Sicherlich gibt es keine monokausale Erklärung dafür, dass es der Sozialdemokratie in fast ganz Europa zurzeit nicht gelingt, das Vertrauen der Menschen zu erringen. Ein Grund dafür ist aber sicherlich, dass wir ganz offenbar nicht in der Lage sind, ein schlüssiges Gesamtkonzept dafür zu präsentieren, wie wir die Zukunft unserer Länder und der EU zum Wohle aller Menschen gestalten wollen. Die Anziehungskraft der Sozialdemokratie in ihrer langen Geschichte bestand immer im wesentlich darin, dass wir den Menschen eine Idee von einem besseren Leben vermitteln konnten. Dass wir schlüssig darlegen konnten, wie wir Freiheit, Chancengleichheit und Solidarität erreichen wollten. In diesem Sinne waren wir immer Volks- und nicht Klientelparteien. Noch in den 80iger Jahren konnten wir mit unserer Politik den Menschen reale Aufstiegschancen bieten – heute geht es vielfach nur noch darum, den Mangel zu verwalten.
Gerade als deutsche Sozialdemokratin stehe auch ich knapp zwei Wochen nach der Wahl noch unter einer gewissen Schockstarre. Die hektische Betriebsamkeit beim Austausch der Personen an der Spitze meiner Partei kann und darf nicht darüber hinwegtäuschen, dass sich die Sozialdemokratie in Deutschland und in Europa in der nächsten Zeit einigen sehr grundlegenden inhaltlichen Fragen zu stellen hat.
Dabei geht es nicht so sehr darum, dass es uns an Programmatik fehlen würde. Die Sozialdemokratischen Parteien zeichneten sich immer dadurch aus, dass sie Programmparteien waren – dabei sollte es nach meiner Überzeugung auch bleiben. Wir brauchen aber dennoch eine neue Selbstvergewisserung über einige ganz grundsätzliche Fragen.
Wir brauchen nach meiner Überzeugung eine intensive europaweite Debatte über die Rolle des Staates. Wir müssen uns darüber verständigen, was er leisten muss, in welchen Bereichen er allein die Verantwortung übernehmen muss, wo er Rahmenbedingungen setzen und Grenzen ziehen muss und wo es besser ist, dem Markt das Handeln zu überlassen.
In Deutschland gibt es den schönen und wie ich finde sehr treffenden Begriff der Daseinsvorsorge – die englische Übersetzung des "public service" gibt dabei nur sehr unzureichend wieder, was eigentlich gemeint ist.
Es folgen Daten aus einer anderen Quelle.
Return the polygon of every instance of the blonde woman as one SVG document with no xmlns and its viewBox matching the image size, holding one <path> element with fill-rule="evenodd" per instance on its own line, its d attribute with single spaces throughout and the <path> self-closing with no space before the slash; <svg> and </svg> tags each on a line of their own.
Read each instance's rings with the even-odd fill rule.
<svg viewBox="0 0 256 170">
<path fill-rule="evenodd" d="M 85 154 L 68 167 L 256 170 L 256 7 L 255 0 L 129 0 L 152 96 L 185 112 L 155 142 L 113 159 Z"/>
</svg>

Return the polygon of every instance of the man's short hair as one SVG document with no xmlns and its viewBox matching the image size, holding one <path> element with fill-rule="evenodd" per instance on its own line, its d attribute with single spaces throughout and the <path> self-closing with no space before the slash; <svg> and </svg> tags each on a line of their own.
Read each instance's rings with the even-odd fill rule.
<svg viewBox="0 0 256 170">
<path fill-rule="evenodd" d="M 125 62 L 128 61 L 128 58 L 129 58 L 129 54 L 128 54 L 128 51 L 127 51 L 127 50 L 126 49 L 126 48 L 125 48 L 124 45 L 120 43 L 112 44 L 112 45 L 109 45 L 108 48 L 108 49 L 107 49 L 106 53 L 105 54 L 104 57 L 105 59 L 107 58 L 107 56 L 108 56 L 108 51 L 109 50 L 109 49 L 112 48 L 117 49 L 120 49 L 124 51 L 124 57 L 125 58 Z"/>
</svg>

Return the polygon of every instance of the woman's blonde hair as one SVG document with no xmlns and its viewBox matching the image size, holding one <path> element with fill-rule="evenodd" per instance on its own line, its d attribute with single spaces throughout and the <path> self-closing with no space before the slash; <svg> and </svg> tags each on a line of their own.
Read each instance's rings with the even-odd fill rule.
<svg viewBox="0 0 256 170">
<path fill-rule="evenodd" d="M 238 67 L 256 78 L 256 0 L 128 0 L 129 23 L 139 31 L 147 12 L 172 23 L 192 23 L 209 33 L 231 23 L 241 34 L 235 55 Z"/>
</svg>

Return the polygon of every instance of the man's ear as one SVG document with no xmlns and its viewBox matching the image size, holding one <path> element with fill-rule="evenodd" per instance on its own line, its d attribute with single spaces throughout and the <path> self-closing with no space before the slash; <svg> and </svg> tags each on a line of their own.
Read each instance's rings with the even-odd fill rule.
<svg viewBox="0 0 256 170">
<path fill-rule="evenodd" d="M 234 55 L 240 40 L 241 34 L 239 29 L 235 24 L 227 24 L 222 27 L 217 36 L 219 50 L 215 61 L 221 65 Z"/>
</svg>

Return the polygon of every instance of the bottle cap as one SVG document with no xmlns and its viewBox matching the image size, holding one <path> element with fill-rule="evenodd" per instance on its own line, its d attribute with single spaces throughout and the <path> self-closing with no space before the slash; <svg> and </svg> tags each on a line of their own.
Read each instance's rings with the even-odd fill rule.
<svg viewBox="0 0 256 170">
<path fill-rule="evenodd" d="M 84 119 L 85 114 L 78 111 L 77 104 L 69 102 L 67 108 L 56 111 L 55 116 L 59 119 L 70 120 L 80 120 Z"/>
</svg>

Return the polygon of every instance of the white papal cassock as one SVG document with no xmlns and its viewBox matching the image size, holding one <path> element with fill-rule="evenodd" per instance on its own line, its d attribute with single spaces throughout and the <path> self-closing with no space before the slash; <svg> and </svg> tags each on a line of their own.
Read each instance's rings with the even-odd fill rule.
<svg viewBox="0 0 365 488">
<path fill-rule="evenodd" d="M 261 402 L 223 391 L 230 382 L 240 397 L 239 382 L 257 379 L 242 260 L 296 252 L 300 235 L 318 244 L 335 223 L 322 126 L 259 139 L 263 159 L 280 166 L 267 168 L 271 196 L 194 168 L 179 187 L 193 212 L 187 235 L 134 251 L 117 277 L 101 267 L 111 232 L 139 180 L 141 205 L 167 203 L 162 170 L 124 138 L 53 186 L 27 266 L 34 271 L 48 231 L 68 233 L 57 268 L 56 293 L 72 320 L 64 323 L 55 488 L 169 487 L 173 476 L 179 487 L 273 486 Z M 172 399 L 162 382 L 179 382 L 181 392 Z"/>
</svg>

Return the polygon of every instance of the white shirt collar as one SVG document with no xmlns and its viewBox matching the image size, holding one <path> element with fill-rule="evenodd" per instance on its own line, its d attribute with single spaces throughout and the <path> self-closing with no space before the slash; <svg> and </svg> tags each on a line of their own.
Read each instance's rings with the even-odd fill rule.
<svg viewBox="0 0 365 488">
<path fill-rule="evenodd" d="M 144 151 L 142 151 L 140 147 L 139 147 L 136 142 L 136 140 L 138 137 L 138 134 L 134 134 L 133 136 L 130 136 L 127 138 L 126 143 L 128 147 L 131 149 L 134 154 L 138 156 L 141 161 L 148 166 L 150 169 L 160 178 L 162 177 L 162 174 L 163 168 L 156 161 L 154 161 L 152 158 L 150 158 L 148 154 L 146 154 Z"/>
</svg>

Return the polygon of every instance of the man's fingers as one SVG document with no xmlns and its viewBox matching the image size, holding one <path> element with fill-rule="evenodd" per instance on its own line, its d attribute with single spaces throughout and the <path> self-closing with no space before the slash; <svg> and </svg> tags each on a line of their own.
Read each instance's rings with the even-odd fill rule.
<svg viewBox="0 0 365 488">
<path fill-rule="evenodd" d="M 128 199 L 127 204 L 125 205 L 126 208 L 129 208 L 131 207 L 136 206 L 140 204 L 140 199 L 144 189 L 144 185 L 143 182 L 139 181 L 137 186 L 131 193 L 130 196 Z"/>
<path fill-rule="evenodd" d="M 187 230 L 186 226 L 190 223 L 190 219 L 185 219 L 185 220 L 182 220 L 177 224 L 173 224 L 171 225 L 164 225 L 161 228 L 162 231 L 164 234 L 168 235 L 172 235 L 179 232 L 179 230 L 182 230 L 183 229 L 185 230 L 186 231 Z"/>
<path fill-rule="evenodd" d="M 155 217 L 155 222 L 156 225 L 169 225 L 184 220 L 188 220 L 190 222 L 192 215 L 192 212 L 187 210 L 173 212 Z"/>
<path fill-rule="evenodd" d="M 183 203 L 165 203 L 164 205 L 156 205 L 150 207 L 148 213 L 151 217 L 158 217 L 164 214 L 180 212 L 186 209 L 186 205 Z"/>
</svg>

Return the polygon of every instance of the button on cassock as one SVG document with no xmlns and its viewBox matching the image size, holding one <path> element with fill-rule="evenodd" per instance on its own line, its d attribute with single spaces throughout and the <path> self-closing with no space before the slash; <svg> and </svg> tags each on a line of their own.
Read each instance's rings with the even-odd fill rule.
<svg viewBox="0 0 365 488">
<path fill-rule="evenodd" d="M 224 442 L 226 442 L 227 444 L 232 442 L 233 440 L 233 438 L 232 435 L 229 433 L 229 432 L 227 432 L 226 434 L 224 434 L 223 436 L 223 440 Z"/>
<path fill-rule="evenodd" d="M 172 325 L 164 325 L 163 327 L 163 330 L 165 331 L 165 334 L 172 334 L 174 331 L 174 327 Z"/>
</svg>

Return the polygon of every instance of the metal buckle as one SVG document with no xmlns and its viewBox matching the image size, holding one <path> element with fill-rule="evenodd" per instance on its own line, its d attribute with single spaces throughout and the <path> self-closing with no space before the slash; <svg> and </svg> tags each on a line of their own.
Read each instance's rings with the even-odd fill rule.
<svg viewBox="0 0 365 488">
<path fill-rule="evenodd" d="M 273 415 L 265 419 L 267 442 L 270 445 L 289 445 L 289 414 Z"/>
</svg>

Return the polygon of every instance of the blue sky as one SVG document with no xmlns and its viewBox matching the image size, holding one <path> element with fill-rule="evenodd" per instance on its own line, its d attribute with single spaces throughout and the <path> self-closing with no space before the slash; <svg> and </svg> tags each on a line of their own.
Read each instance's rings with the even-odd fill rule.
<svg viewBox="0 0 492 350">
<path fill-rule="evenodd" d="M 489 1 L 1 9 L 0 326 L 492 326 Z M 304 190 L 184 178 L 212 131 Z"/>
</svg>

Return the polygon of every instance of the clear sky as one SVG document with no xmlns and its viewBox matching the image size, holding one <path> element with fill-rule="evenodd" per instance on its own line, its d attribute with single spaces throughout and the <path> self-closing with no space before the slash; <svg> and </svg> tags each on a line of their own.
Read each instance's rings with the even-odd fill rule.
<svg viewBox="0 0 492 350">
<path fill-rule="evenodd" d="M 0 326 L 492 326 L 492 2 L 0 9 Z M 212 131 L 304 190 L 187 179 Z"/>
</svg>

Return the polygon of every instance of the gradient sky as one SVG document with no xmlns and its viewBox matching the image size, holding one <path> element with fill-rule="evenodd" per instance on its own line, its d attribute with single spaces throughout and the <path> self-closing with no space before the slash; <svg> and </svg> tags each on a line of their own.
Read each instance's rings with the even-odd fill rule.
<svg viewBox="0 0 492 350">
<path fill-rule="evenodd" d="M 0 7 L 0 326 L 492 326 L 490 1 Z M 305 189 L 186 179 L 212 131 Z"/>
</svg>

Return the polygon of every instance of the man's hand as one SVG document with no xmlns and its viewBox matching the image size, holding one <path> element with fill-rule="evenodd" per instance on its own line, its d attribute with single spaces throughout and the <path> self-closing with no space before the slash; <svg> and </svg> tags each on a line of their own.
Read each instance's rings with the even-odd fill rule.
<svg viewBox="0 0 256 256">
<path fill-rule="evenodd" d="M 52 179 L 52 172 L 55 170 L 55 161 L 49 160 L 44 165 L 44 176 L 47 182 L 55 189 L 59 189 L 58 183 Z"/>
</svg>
Die Daseinsvorsorge umfasst eine Fülle von unterschiedlichen Bereichen und erstreckt sich von der Versorgung mit Wasser und Energie sowie der Entsorgung von Abfall und Abwasser über den öffentlichen Personennahverkehr, der Bereitstellung von Verkehrsinfrastruktur bis hin zu den Bereichen Bildung, Schule, Gesundheit, Wohnungswesen, Kultur sowie der Betreuung von Menschen in schwierigen Lebenssituationen und vielfältigen sozialen Dienstleistungen. Die Frage nach der Rolle des Staates umfasst in meinem Verständnis auch die Klärung, wie und in welcher Weise wir diese öffentliche Daseinsvorsorge gewährleisten wollen. Der in der EU so oft beschworene freie Wettbewerb ist kein Selbstzweck, der über alles andere gestellt werden darf. Es gibt schlicht grundlegende Bereiche des gesellschaftlichen Lebens, die nicht dem Wettbewerb anheimfallen dürfen. Aus dieser grundsätzlichen Klärung lässt sich dann jeweils die Beantwortung von Einzelfragen ableiten. Und unsere Politik würde einem roten Faden folgen können, der sich von der europäischen Ebene bis hin zu den kommunalen und regionalen Gebietskörperschaften zieht. Wir würden uns damit gleichsam von einer anderen Seite der Frage nach der zukünftigen Rolle des Sozialstaates nähern und zwar ganz unabhängig von den vielen unterschiedlichen Systemen der sozialen Sicherung. Ich plädiere also dafür an den Grundsätzen und nicht an den Details anzusetzen.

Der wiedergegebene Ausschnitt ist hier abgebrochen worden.